Once the datasets are downloaded, you will have the option to run tests. This is an optional step. These tests verify:
- If the data was downloaded to the correct directory.
- If the correct data corresponding to the selected approach was downloaded.
- Quick reproducibility checks between runs.
Depending on your preference, you can select y (yes) or n (no). You will see a prompt like this:
After the tests are completed, you will be prompted to select the class distribution. Depending on your preference, you can select 3 (three class distribution) or 2 (two class distribution).
Following this, you will see a message indicating that the pipeline is being initiated. This process will take a while to complete 100 iterations.
The progress of the run is logged into files named Optuna_trials_{class_distribution}.log. Follow the steps below to view these log files and copy output files from the Docker container to your local system.

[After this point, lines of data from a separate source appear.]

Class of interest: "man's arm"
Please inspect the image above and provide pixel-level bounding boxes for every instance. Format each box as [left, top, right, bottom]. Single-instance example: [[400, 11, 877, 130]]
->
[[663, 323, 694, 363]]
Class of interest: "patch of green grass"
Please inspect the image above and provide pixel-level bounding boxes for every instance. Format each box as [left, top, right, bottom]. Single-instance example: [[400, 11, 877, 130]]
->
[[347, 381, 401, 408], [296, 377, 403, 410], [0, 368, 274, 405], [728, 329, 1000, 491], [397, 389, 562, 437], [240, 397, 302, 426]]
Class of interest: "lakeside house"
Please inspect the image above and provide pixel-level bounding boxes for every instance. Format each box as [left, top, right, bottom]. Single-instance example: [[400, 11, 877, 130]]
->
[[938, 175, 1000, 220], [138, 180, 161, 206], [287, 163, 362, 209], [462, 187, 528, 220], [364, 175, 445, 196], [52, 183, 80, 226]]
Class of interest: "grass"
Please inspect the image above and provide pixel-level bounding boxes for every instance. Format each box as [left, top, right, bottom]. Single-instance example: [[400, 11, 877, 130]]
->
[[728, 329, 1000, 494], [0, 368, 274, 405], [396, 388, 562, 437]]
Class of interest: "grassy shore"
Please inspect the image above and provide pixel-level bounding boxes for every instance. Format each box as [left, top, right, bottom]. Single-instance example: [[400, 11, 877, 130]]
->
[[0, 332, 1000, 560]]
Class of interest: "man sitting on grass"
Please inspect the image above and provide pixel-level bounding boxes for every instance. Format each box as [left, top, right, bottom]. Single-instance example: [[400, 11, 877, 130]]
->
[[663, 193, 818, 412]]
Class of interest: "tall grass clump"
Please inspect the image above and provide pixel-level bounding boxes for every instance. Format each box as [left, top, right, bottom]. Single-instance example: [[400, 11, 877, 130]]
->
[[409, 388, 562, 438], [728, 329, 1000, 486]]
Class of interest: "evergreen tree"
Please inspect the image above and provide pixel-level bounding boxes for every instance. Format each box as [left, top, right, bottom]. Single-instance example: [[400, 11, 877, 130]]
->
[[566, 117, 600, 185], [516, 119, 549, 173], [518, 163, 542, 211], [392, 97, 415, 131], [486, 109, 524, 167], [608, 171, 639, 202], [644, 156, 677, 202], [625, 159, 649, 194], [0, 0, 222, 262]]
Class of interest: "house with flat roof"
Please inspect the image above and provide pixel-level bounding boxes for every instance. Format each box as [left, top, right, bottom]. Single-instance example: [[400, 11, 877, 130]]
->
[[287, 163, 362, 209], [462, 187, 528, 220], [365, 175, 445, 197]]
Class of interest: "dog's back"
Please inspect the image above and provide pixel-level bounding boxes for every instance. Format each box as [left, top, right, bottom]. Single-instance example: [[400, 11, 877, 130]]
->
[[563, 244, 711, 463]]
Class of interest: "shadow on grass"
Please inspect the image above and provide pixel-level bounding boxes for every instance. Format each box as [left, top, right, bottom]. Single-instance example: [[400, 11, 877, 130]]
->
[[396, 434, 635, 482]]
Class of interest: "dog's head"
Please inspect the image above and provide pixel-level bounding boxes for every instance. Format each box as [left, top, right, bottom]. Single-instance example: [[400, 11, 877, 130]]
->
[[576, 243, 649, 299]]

First, list all running and stopped containers to find the one you need to access:
sudo docker ps -a
Access the running Docker container using its container ID:
sudo docker exec -it <container_id> /bin/bash
Once inside the container, view the log file associated with your specific run:
cat <name_of_the_approach>/output_{3/2}/Optuna_trials_{3/2}.log
Here, replace {3/2} with 3 for a three-class distribution or 2 for a two-class distribution.
The output files are stored in:
<name_of_the_approach>/output_3
for a three-class distribution.<name_of_the_approach>/output_2
for a two-class distribution.
To copy files from the Docker container to your local system, use the following command:
sudo docker cp <container_ID>:/<name_of_the_approach>/output_[3/2] <path_to_local_dir>
Replace the first path with the appropriate path inside the container and the second path with the destination directory on your local machine.